Menschenrechtsorganisationen kritisieren dieses Vorhaben scharf. Wo immer in Lateinamerika derzeit die Alltagskriminalität aus dem Ruder läuft, rufen die Menschen nach einer Politik oder einem Politikertyp wie Nayib Bukele. Am 21. Juli wird der Präsident 42 Jahre alt, für ihn offenbar zu jung, um sich in den politischen Ruhestand zu begeben. Seine Partei „Nuevas Ideas“ (Neue Ideen) hat ihn und Vizepräsident Felix Ulloa erneut nominiert, obwohl die Verfassung eigentlich eine zweite Amtszeit verbietet. Doch die Justiz in El Salvador gilt als regierungsnah, weil von Bukele selbst ausgesucht. Die Verfassungsrichter gaben grünes Licht.
Die Opposition spricht schon jetzt von einer illegalen Kandidatur, doch angesichts von Zustimmungsraten von weit über 70 Prozent fehlt im Wahlvolk derzeit das Protestpotenzial. Mahnende Stimmen gehen in der Euphorie um den charismatischen Hardliner unter.
Droge Macht
In jüngerer Vergangenheit hat es in Lateinamerika zwei ähnliche Fälle gegeben, bei denen Präsidenten trotz einer Amtszeitbegrenzung das Ende der auf Zeit verliehenen Macht nicht akzeptieren wollten. Beide Fälle endeten in einer tiefen politischen Krise.
Evo Morales regierte Bolivien bereits von 2006 bis 2016, als er sein Wahlvolk befragte. Die Verfassung, ohnehin schon mehrmals zu Morales' Gunsten interpretiert, sah aber kein erneutes Schlupfloch mehr vor. Also bat er sein Volk, einer weiteren Verfassungsänderung für eine dritte Kandidatur zuzustimmen. Sein Versprechen: Sollte er das Referendum verlieren, würde er künftig wieder als Koka-Bauer arbeiten.

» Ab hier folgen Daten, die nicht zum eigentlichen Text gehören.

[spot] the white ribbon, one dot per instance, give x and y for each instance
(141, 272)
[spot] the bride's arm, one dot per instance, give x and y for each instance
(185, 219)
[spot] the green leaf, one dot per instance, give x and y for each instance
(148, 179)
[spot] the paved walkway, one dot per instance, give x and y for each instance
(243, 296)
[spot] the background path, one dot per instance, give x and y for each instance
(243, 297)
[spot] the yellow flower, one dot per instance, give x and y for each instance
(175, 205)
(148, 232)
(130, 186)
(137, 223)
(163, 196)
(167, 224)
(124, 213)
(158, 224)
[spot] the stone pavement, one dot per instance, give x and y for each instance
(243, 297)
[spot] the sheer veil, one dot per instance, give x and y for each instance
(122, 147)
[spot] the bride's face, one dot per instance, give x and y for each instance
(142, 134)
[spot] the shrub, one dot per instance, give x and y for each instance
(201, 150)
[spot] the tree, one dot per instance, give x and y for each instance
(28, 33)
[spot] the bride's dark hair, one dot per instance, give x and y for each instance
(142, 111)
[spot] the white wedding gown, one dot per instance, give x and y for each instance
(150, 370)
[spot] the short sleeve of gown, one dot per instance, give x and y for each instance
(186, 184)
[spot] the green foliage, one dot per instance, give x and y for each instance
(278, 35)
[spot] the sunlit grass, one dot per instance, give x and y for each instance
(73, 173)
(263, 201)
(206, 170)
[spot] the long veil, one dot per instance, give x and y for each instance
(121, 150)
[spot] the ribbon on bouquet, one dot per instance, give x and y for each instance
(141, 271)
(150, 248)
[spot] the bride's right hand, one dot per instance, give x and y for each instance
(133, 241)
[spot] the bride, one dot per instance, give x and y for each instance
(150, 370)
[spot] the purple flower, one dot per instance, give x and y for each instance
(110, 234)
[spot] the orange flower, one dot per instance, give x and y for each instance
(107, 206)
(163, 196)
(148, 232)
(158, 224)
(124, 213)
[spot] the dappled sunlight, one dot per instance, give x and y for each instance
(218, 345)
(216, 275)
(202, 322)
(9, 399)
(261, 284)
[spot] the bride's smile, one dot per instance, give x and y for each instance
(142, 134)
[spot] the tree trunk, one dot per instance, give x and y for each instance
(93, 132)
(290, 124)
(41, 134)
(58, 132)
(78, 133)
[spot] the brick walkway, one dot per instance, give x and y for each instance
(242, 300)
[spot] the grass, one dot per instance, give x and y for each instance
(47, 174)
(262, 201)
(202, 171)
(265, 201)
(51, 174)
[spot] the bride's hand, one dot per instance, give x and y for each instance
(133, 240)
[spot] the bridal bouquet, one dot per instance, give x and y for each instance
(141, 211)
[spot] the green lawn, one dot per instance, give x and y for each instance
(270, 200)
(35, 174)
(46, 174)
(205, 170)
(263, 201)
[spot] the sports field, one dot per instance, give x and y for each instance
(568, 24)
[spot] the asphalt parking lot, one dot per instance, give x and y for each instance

Dann aber sagten die Bolivianer zu seiner Überraschung Nein zu einer Verfassungsänderung und damit auch zur erneuten Kandidatur. Morales argumentierte nun, es sei sein Menschenrecht, wieder antreten zu dürfen. Nach seinem Wortbruch und den juristischen Winkelzügen war in Bolivien nichts mehr wie zuvor. Von nun an herrschte Misstrauen gegen Morales, der in seinen Anfangsjahren das Land voranbrachte, die Wirtschaft modernisierte und als Gesprächspartner in Europa gern gesehen war.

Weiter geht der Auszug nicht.